Let\'s imagine that I have a few worker threads such as follows:
while (1) {
do_something();
if (flag_isset())
do_something_else();
}
The 'minimum amount of work' is an explicit memory barrier. The syntax depends on your compiler; on GCC you could do:
void flag_set() {
global_flag = 1;
__sync_synchronize(global_flag);
}
void flag_clear() {
global_flag = 0;
__sync_synchronize(global_flag);
}
int flag_isset() {
int val;
// Prevent the read from migrating backwards
__sync_synchronize(global_flag);
val = global_flag;
// and prevent it from being propagated forwards as well
__sync_synchronize(global_flag);
return val;
}
These memory barriers accomplish two important goals:
They force a compiler flush. Consider a loop like the following:
for (int i = 0; i < 1000000000; i++) {
flag_set(); // assume this is inlined
local_counter += i;
}
Without a barrier, a compiler might choose to optimize this to:
for (int i = 0; i < 1000000000; i++) {
local_counter += i;
}
flag_set();
Inserting a barrier forces the compiler to write the variable back immediately.
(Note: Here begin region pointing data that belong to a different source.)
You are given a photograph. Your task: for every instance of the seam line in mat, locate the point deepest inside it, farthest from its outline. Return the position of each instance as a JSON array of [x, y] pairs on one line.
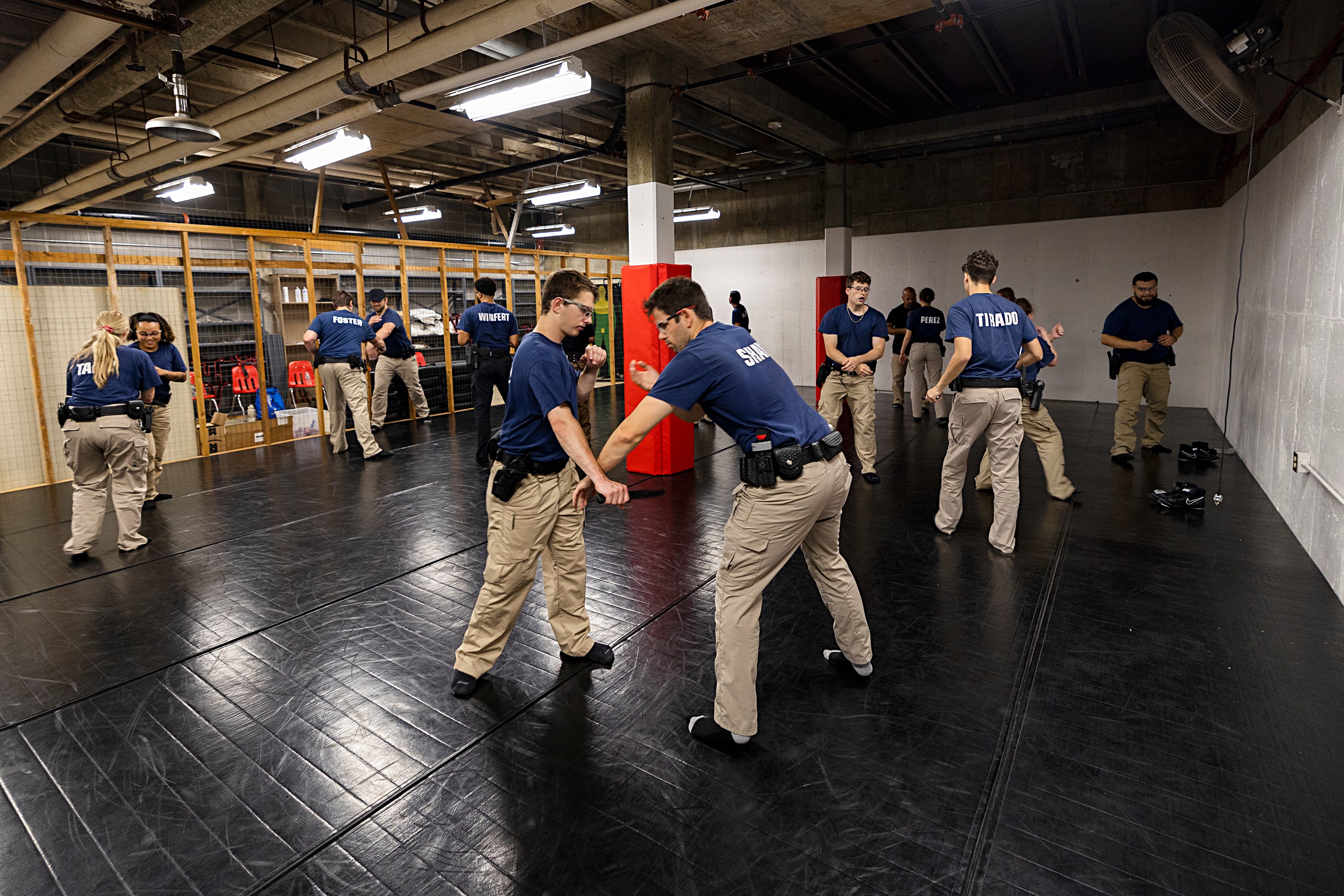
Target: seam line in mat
[[332, 839], [1006, 751]]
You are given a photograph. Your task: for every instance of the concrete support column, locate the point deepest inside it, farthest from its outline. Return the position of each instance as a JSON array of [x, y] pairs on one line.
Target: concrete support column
[[839, 253], [648, 147]]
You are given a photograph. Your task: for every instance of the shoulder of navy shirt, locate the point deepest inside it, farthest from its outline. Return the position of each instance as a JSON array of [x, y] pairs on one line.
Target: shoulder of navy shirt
[[734, 381], [541, 381]]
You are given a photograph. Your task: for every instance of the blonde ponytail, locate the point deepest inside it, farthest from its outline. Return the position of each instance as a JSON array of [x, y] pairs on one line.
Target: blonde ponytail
[[103, 343]]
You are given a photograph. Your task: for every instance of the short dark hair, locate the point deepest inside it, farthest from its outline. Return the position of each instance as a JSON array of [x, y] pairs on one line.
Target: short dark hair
[[980, 267], [565, 284], [678, 293]]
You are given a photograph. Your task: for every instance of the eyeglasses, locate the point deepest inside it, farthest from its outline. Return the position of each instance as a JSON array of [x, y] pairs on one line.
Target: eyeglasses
[[586, 309]]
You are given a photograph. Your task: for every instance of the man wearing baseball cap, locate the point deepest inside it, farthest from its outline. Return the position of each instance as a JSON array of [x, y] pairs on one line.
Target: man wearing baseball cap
[[400, 359]]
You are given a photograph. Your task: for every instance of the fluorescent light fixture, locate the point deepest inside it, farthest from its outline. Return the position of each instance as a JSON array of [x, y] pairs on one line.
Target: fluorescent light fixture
[[546, 231], [534, 87], [180, 191], [698, 213], [327, 148], [420, 213], [562, 193]]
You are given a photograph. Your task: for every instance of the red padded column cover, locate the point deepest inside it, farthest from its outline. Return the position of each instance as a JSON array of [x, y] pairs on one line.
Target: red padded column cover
[[671, 447]]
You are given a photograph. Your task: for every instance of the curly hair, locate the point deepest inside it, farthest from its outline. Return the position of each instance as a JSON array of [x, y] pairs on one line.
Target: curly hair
[[980, 267]]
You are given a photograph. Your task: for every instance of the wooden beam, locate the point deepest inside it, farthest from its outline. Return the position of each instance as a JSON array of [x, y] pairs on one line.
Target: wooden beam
[[111, 258], [392, 199], [34, 368], [198, 370], [317, 205]]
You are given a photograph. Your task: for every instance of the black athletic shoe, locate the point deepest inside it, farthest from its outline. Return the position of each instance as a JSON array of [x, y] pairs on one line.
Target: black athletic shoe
[[1184, 496], [711, 733], [601, 654], [464, 685]]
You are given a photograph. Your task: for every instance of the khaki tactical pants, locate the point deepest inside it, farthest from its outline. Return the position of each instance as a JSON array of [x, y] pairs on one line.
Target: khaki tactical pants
[[95, 450], [1135, 382], [862, 394], [765, 528], [926, 365], [998, 414], [538, 522], [343, 385], [1050, 445], [408, 368], [159, 429]]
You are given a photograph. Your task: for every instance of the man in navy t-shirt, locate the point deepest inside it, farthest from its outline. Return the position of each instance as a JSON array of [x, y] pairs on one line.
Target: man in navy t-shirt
[[400, 359], [855, 336], [530, 497], [494, 329], [337, 339], [1142, 331], [992, 342], [724, 371]]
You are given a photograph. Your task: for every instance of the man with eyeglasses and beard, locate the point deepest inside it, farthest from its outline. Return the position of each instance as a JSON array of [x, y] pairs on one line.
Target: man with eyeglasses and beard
[[530, 494]]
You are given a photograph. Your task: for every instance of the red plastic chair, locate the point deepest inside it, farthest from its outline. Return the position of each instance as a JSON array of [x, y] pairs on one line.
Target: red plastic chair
[[245, 383]]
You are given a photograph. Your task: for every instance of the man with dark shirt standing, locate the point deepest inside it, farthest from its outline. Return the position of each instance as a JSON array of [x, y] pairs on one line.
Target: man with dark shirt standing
[[494, 329], [897, 331], [1142, 331], [740, 312]]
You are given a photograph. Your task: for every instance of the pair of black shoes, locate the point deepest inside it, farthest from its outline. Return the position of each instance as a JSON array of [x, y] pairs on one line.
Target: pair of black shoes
[[464, 685], [1184, 496]]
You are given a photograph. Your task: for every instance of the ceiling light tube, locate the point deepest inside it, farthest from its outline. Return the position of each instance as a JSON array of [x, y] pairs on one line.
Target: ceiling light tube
[[418, 213], [186, 188], [525, 89], [327, 148], [698, 213], [562, 193]]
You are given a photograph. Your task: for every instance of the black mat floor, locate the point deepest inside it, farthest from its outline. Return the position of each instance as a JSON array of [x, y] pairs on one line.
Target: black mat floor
[[1132, 703]]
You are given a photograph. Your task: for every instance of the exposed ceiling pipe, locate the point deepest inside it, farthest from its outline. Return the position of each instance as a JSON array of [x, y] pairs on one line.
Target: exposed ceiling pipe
[[437, 88], [62, 45], [234, 119], [210, 21]]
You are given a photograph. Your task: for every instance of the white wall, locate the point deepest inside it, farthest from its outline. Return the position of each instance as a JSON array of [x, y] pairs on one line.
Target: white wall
[[1288, 375]]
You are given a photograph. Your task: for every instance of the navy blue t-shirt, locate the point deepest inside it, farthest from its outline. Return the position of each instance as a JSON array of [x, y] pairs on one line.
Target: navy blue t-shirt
[[926, 324], [488, 324], [398, 343], [340, 334], [539, 382], [726, 373], [854, 337], [1132, 323], [170, 359], [996, 328], [136, 375]]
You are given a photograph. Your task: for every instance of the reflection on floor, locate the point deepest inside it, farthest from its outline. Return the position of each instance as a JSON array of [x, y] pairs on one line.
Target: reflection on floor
[[1134, 703]]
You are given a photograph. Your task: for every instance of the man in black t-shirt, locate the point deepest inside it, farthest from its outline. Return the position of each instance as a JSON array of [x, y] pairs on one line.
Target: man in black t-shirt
[[897, 331]]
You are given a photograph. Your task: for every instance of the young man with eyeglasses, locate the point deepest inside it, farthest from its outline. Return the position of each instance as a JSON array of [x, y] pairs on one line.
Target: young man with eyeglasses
[[529, 499], [855, 336], [795, 486]]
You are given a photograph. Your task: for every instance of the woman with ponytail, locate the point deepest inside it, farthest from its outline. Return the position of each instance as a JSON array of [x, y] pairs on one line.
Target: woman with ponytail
[[101, 438]]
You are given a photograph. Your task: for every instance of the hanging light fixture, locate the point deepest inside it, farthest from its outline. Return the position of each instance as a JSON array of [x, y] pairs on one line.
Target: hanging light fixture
[[562, 193], [327, 148], [186, 188], [418, 213], [533, 87], [698, 213], [546, 231]]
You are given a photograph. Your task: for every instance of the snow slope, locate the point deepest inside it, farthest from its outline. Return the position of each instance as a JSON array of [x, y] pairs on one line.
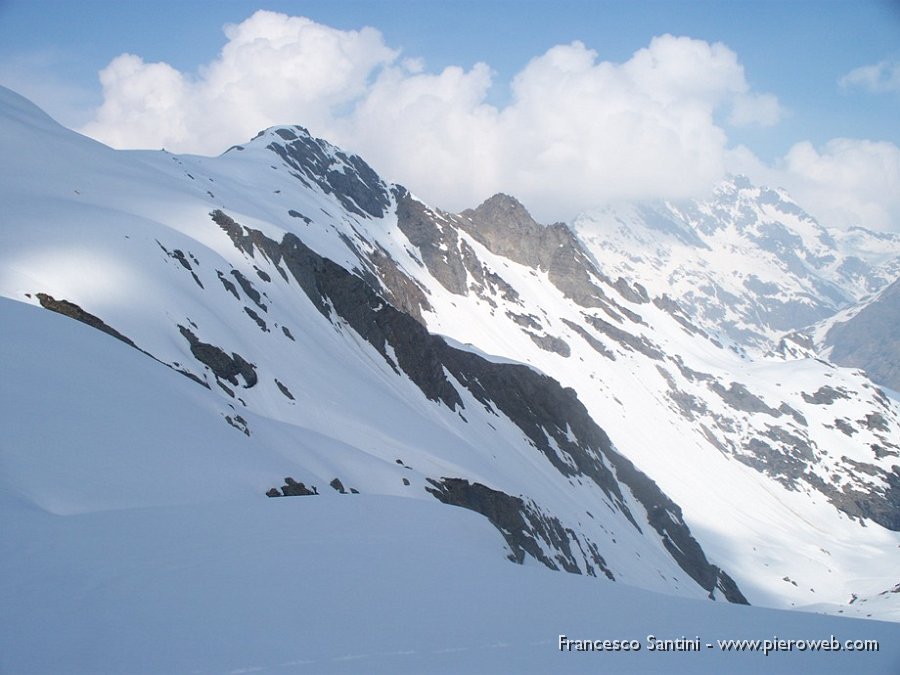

They force the CPU to order its writes and reads. This is not so much an issue with a single flag - most CPU architectures will eventually see a flag that's set without CPU-level barriers. However the order might change. If we have two flags, and on thread A:
// start with only flag A set
flag_set_B();
flag_clear_A();
And on thread B:
a = flag_isset_A();
b = flag_isset_B();
assert(a || b); // can be false!
Some CPU architectures allow these writes to be reordered; you may see both flags being false (ie, the flag A write got moved first). This can be a problem if a flag protects, say, a pointer being valid. Memory barriers force an ordering on writes to protect against these problems.
Note also that on some CPUs, it's possible to use 'acquire-release' barrier semantics to further reduce overhead. Such a distinction does not exist on x86, however, and would require inline assembly on GCC.
A good overview of what memory barriers are and why they are needed can be found in the Linux kernel documentation directory. Finally, note that this code is enough for a single flag, but if you want to synchronize against any other values as well, you must tread very carefully. A lock is usually the simplest way to do things.